The OpenCost Helm chart is the recommended installation method for deploying OpenCost in a Kubernetes cluster. It installs the OpenCost API and integrates with Prometheus to collect and expose cost metrics.
What metrics does OpenCost metrics include?
OpenCost metrics include:
- Cost per pod
- Cost per namespace
- CPU allocation cost
- Memory allocation cost
- Storage allocation cost
- Idle cost
These metrics are exported to Prometheus.
Does OpenCost work with OpenCost Grafana?
Yes. OpenCost exports metrics to Prometheus, which can then be visualized in Grafana dashboards for Kubernetes cost reporting.
Does OpenCost AWS, OpenShift, or other Kubernetes environments work?
OpenCost supports Kubernetes clusters running on AWS (EKS), Azure (AKS), Google Cloud (GKE), OpenShift, and on-prem environments, provided pricing data can be sourced from billing APIs or custom pricing sheets.
What are Kubecost alternatives?
Kubecost alternatives include FinOps platforms include FinOps platforms with Kubernetes allocation, such as CloudZero, AWS Cost Explorer, Datadog, Harness.io, etc.
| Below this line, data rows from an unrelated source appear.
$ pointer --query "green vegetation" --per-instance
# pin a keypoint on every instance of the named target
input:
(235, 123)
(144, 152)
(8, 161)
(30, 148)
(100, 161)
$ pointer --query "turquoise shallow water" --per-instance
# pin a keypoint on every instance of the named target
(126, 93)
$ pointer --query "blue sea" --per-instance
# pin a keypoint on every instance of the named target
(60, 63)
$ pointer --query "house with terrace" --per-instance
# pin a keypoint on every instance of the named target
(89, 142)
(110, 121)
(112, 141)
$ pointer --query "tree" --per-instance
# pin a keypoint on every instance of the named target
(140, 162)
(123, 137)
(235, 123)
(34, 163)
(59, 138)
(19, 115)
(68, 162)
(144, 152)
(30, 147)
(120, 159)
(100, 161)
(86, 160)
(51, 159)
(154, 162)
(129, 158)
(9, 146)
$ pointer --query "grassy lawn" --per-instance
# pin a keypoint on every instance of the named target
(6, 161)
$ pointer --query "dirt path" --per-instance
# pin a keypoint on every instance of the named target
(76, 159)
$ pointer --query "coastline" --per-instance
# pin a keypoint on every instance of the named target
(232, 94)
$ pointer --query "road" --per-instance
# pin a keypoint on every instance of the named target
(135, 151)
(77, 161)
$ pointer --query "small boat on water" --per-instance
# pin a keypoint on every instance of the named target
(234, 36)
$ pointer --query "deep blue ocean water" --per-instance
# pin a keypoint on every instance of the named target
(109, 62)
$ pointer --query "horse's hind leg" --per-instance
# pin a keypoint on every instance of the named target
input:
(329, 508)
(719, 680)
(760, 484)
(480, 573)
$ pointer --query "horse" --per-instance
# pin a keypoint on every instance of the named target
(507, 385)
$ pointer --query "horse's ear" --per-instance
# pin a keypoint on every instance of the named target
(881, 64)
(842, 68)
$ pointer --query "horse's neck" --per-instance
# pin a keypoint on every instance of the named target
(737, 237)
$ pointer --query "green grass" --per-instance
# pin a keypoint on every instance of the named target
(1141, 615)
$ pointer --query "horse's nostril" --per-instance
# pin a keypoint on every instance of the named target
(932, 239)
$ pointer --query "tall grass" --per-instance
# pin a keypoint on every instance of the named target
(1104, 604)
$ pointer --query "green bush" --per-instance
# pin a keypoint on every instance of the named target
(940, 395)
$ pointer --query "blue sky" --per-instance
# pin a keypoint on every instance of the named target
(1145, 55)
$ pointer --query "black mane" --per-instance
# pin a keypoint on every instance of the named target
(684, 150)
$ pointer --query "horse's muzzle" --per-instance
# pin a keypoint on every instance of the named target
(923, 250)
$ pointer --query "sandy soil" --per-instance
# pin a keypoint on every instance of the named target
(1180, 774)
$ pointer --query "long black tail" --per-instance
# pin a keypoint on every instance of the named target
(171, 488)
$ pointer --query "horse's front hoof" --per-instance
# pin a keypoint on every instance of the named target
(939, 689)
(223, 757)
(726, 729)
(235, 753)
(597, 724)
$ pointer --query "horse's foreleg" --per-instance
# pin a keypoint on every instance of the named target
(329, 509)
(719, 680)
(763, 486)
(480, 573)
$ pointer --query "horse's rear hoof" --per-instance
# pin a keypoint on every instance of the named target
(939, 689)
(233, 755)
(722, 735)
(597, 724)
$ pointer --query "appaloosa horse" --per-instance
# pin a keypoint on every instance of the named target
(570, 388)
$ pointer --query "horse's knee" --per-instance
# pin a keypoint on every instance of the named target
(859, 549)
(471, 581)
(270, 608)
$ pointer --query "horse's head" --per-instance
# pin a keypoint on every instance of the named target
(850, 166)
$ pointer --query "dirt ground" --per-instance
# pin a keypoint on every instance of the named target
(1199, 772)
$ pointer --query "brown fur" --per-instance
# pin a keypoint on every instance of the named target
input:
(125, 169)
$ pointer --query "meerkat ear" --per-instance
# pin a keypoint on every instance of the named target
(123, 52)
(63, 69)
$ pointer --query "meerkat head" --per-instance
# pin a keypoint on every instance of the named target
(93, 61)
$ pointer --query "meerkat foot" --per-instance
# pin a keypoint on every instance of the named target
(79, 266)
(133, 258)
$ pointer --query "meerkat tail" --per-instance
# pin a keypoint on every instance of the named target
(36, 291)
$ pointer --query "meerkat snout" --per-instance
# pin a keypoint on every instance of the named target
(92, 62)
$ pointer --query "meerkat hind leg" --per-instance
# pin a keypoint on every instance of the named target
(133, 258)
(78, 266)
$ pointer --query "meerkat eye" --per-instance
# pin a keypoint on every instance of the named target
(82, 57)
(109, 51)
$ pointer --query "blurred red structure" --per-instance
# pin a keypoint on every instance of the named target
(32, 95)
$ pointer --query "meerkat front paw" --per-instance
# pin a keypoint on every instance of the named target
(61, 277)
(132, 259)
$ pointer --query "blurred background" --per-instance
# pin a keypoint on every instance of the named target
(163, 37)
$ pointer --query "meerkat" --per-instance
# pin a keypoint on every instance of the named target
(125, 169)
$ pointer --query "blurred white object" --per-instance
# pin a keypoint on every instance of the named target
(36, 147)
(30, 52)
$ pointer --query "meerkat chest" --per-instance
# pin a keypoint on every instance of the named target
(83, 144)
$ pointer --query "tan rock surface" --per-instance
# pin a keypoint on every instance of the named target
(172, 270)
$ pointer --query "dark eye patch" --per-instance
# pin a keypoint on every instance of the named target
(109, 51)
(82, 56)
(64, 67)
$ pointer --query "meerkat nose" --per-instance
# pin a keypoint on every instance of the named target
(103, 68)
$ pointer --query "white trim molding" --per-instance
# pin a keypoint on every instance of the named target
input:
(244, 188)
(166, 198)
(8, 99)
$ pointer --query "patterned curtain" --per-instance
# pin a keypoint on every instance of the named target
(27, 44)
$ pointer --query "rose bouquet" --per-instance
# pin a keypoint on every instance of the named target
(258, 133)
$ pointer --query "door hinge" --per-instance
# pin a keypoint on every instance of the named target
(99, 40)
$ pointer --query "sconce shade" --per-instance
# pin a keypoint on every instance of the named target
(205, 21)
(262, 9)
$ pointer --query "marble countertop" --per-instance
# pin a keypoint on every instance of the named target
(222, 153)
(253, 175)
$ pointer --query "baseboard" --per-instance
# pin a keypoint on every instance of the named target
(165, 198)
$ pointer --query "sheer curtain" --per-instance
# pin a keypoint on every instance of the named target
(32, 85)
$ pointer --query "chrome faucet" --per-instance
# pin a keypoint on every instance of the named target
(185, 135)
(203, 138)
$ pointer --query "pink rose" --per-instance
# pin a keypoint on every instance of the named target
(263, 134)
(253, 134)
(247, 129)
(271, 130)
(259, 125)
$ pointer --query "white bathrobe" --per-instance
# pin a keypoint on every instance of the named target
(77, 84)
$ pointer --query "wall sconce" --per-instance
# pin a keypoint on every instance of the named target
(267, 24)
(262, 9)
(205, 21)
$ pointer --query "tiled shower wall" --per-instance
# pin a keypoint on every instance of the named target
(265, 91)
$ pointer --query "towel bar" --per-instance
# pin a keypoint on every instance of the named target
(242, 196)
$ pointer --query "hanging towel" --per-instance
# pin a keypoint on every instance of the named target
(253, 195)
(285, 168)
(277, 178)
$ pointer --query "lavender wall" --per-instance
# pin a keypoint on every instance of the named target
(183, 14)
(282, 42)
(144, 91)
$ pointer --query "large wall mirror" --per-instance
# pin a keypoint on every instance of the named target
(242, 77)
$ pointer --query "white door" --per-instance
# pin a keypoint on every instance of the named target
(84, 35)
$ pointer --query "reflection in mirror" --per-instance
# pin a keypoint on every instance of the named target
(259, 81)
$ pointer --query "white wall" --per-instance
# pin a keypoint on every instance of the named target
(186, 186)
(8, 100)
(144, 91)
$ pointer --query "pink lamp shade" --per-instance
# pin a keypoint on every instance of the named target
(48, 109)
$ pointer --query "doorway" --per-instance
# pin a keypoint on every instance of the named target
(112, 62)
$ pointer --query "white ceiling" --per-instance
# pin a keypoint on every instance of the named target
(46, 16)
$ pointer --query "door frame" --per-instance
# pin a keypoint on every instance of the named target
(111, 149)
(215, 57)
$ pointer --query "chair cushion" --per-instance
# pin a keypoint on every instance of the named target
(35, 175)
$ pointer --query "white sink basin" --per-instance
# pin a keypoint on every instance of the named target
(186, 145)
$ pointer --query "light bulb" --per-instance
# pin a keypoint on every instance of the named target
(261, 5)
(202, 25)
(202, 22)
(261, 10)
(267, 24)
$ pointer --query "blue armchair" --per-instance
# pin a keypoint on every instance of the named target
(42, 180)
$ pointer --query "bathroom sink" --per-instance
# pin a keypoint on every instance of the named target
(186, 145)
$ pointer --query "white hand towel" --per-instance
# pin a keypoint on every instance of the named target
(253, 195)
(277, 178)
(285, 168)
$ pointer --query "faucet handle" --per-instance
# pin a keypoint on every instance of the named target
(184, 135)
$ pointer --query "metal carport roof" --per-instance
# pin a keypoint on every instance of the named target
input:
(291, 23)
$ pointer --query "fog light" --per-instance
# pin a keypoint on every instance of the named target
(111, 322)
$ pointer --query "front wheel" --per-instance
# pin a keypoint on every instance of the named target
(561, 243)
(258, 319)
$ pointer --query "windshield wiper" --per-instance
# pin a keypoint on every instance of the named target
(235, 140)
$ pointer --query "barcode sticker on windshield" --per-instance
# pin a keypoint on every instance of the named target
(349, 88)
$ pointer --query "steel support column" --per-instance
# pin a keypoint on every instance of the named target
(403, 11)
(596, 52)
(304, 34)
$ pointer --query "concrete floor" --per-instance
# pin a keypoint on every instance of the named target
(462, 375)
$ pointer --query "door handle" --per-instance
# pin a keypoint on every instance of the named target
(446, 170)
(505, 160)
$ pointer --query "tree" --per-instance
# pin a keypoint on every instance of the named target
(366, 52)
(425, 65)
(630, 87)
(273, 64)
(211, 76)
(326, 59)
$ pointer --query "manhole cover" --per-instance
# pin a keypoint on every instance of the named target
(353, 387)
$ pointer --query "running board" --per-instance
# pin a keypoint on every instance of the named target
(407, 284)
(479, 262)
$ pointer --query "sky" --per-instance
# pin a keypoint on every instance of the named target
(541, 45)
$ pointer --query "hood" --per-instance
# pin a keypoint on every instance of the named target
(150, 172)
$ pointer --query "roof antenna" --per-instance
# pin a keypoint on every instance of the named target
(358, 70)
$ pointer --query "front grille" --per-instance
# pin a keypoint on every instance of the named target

What are OpenCost alternatives?
OpenCost alternatives include Kubecost, Yotascale, CAST AI, Infracost, and other Kubernetes platforms.
Is there an OpenCost demo or an OpenCost UI?
OpenCost provides a basic web UI and API for cost inspection. It is an allocation engine rather than a full SaaS dashboard platform.
What is OpenCost Kubernetes used for?
OpenCost Kubernetes is used for allocating infrastructure costs to Kubernetes objects such as pods, namespaces, and services.